A escola tradicional foi desenhada para a média. Mas nenhuma criança é média. Todos os dias, crianças que fogem à norma — que não se encaixam em tempos, testes ou expectativas comportamentais — são confrontadas com rejeição subtil, avaliações desajustadas e afetos condicionados à sua adaptação ao sistema.
Estas crianças são neurodivergentes. E o convite que nos fazem é profundo: repensar não só como ensinamos, mas também como amamos.
O que é neurodivergência?
O termo neurodivergência foi cunhado por Judy Singer, socióloga australiana com diagnóstico de autismo, para descrever formas de funcionamento neurológico que diferem da norma estabelecida. A ideia não é médica — é social e política.
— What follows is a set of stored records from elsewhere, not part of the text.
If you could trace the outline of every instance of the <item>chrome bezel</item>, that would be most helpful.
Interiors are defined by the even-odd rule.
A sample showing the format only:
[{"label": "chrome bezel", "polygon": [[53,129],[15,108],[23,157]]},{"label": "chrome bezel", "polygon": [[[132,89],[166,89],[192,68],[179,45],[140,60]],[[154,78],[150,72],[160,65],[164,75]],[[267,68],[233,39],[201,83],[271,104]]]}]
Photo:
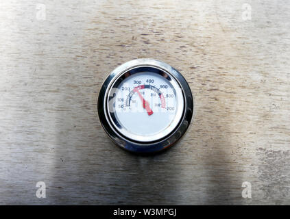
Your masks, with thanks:
[{"label": "chrome bezel", "polygon": [[[121,133],[112,123],[108,114],[108,94],[114,83],[128,70],[143,66],[149,66],[161,70],[173,77],[179,84],[184,99],[182,116],[176,127],[166,136],[155,141],[136,141]],[[175,143],[187,129],[193,111],[193,101],[191,89],[182,75],[176,69],[162,62],[152,59],[138,59],[128,62],[115,68],[104,82],[98,99],[98,114],[99,120],[108,136],[114,143],[126,150],[138,152],[149,153],[161,151]]]}]

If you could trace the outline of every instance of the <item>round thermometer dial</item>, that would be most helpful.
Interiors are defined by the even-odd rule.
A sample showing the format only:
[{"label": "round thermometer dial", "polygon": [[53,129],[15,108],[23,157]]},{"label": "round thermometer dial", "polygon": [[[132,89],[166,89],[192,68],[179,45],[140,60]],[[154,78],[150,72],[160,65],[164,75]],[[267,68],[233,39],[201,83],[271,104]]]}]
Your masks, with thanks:
[{"label": "round thermometer dial", "polygon": [[161,151],[186,130],[193,98],[185,79],[149,59],[123,64],[108,77],[98,100],[100,121],[118,145],[134,152]]}]

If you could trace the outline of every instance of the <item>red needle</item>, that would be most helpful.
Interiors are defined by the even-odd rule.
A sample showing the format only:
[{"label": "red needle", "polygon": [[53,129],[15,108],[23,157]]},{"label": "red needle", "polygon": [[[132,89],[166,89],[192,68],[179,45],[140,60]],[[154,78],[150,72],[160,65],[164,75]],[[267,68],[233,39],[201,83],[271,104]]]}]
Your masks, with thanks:
[{"label": "red needle", "polygon": [[153,111],[150,108],[150,105],[149,104],[149,102],[145,101],[144,98],[142,96],[141,94],[139,92],[139,90],[138,89],[138,87],[135,88],[135,91],[137,92],[138,95],[139,96],[141,101],[143,103],[143,108],[146,110],[147,113],[148,114],[148,116],[153,114]]}]

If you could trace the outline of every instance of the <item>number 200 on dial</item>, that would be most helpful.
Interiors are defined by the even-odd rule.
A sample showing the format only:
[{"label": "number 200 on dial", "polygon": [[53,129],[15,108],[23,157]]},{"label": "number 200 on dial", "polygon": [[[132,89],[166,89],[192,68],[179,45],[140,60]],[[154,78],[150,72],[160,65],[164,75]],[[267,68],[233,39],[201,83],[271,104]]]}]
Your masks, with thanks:
[{"label": "number 200 on dial", "polygon": [[109,75],[102,88],[101,123],[113,141],[127,150],[162,150],[189,125],[193,107],[190,88],[181,74],[164,62],[127,62]]}]

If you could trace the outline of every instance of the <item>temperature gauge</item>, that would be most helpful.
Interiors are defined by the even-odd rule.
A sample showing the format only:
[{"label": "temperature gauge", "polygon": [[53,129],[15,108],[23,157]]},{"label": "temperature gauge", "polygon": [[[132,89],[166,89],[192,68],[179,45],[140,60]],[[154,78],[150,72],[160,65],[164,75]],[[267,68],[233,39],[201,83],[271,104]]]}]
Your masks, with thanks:
[{"label": "temperature gauge", "polygon": [[98,99],[101,123],[119,146],[134,152],[161,151],[187,129],[193,115],[191,91],[169,65],[138,59],[114,69]]}]

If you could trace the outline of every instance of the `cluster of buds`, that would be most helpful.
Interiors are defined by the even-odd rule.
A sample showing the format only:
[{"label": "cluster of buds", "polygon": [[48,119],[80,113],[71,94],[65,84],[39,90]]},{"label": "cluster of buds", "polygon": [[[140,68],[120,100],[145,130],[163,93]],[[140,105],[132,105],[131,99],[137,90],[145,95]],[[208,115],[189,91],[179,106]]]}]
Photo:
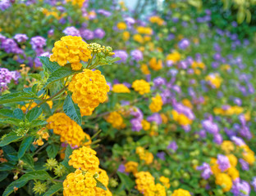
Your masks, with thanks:
[{"label": "cluster of buds", "polygon": [[99,53],[103,50],[103,47],[96,42],[90,43],[88,48],[91,51],[91,52],[94,53]]},{"label": "cluster of buds", "polygon": [[47,129],[45,127],[41,128],[39,131],[37,131],[39,139],[34,141],[34,145],[43,145],[44,143],[43,141],[43,139],[48,140],[49,137],[49,134],[47,131]]}]

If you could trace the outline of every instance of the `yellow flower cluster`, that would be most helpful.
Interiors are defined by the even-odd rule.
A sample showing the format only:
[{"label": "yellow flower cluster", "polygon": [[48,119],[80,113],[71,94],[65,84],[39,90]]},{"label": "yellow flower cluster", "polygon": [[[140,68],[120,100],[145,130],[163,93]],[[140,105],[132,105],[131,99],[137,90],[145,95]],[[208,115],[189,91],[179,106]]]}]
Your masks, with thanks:
[{"label": "yellow flower cluster", "polygon": [[191,194],[188,190],[179,189],[174,190],[171,196],[191,196]]},{"label": "yellow flower cluster", "polygon": [[80,109],[93,109],[107,99],[109,87],[98,70],[84,69],[73,76],[68,90],[73,92],[72,100]]},{"label": "yellow flower cluster", "polygon": [[181,59],[181,56],[178,51],[174,51],[171,54],[167,55],[167,60],[171,60],[173,63],[176,63]]},{"label": "yellow flower cluster", "polygon": [[77,169],[74,173],[67,175],[63,182],[63,195],[95,195],[97,185],[94,175],[90,172],[85,174]]},{"label": "yellow flower cluster", "polygon": [[223,109],[222,108],[214,108],[213,112],[217,115],[231,116],[231,115],[239,115],[244,111],[242,107],[238,105],[230,106],[227,109]]},{"label": "yellow flower cluster", "polygon": [[141,121],[142,128],[144,131],[149,131],[150,129],[150,122],[143,119]]},{"label": "yellow flower cluster", "polygon": [[[62,142],[66,142],[73,147],[91,143],[90,136],[64,113],[54,114],[47,122],[47,128],[53,129],[55,134],[60,135]],[[85,140],[88,141],[84,143]]]},{"label": "yellow flower cluster", "polygon": [[124,84],[114,84],[112,91],[116,93],[130,93],[130,89]]},{"label": "yellow flower cluster", "polygon": [[151,98],[152,102],[149,105],[149,109],[151,112],[157,113],[162,109],[162,100],[160,95],[157,95],[155,97]]},{"label": "yellow flower cluster", "polygon": [[154,183],[154,177],[149,172],[140,172],[135,175],[136,189],[144,196],[166,196],[163,185]]},{"label": "yellow flower cluster", "polygon": [[66,0],[66,2],[72,2],[72,5],[78,5],[80,7],[82,7],[84,5],[84,2],[86,0]]},{"label": "yellow flower cluster", "polygon": [[99,160],[96,157],[96,152],[89,147],[83,146],[78,149],[75,149],[69,157],[68,162],[70,166],[74,168],[80,168],[83,171],[96,172],[98,169]]},{"label": "yellow flower cluster", "polygon": [[219,88],[222,85],[222,79],[217,74],[215,74],[205,77],[205,81],[210,82],[211,86],[214,88]]},{"label": "yellow flower cluster", "polygon": [[215,176],[215,184],[222,187],[223,192],[230,191],[232,188],[232,179],[226,173],[218,173]]},{"label": "yellow flower cluster", "polygon": [[170,179],[165,176],[161,176],[159,178],[159,180],[162,182],[162,184],[167,188],[169,189],[171,185],[170,185]]},{"label": "yellow flower cluster", "polygon": [[125,29],[126,29],[127,25],[124,22],[119,22],[119,23],[117,23],[117,27],[119,30],[125,30]]},{"label": "yellow flower cluster", "polygon": [[144,95],[150,91],[150,84],[143,79],[135,80],[132,82],[131,87],[140,95]]},{"label": "yellow flower cluster", "polygon": [[157,60],[155,57],[153,57],[149,60],[149,67],[155,71],[160,70],[162,68],[162,60]]},{"label": "yellow flower cluster", "polygon": [[149,18],[149,21],[151,23],[156,23],[158,24],[158,25],[162,25],[164,24],[164,20],[160,18],[158,16],[153,16]]},{"label": "yellow flower cluster", "polygon": [[80,60],[85,62],[91,59],[91,51],[89,45],[77,36],[64,36],[60,41],[54,43],[51,61],[57,61],[61,66],[67,62],[71,64],[73,70],[80,70],[82,68]]},{"label": "yellow flower cluster", "polygon": [[141,65],[140,70],[145,75],[150,74],[150,71],[149,71],[149,67],[146,64]]},{"label": "yellow flower cluster", "polygon": [[183,114],[179,114],[176,110],[171,111],[173,119],[181,126],[187,126],[192,124],[192,120]]},{"label": "yellow flower cluster", "polygon": [[126,127],[126,124],[121,115],[118,112],[112,112],[106,118],[106,121],[112,124],[116,129],[122,129]]},{"label": "yellow flower cluster", "polygon": [[143,147],[140,146],[137,147],[136,154],[139,155],[140,160],[145,161],[145,163],[147,165],[153,163],[153,154],[144,149]]},{"label": "yellow flower cluster", "polygon": [[125,171],[126,172],[132,172],[134,175],[135,173],[138,172],[138,163],[136,162],[133,162],[133,161],[130,161],[130,162],[127,162],[126,164],[125,164]]},{"label": "yellow flower cluster", "polygon": [[150,27],[144,27],[144,26],[139,26],[137,27],[137,32],[140,34],[148,34],[152,35],[153,30]]}]

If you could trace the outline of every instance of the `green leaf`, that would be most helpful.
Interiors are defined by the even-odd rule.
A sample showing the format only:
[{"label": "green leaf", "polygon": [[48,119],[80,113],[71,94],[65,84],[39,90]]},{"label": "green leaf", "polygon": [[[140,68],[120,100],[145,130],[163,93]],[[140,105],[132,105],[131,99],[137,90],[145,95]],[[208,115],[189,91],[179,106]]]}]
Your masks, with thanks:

Propõe que estas diferenças não são defeitos, mas expressões legítimas da diversidade humana.
Inclui condições como:
Perturbação do Espectro do Autismo (PEA)
Perturbação de Hiperatividade e Défice de Atenção (PHDA)
Dislexia, Discalculia, Disgrafia
Síndrome de Tourette, entre outras
Hoje, muitas comunidades preferem o termo “condição” a “transtorno”, por ser mais respeitoso e menos patologizante.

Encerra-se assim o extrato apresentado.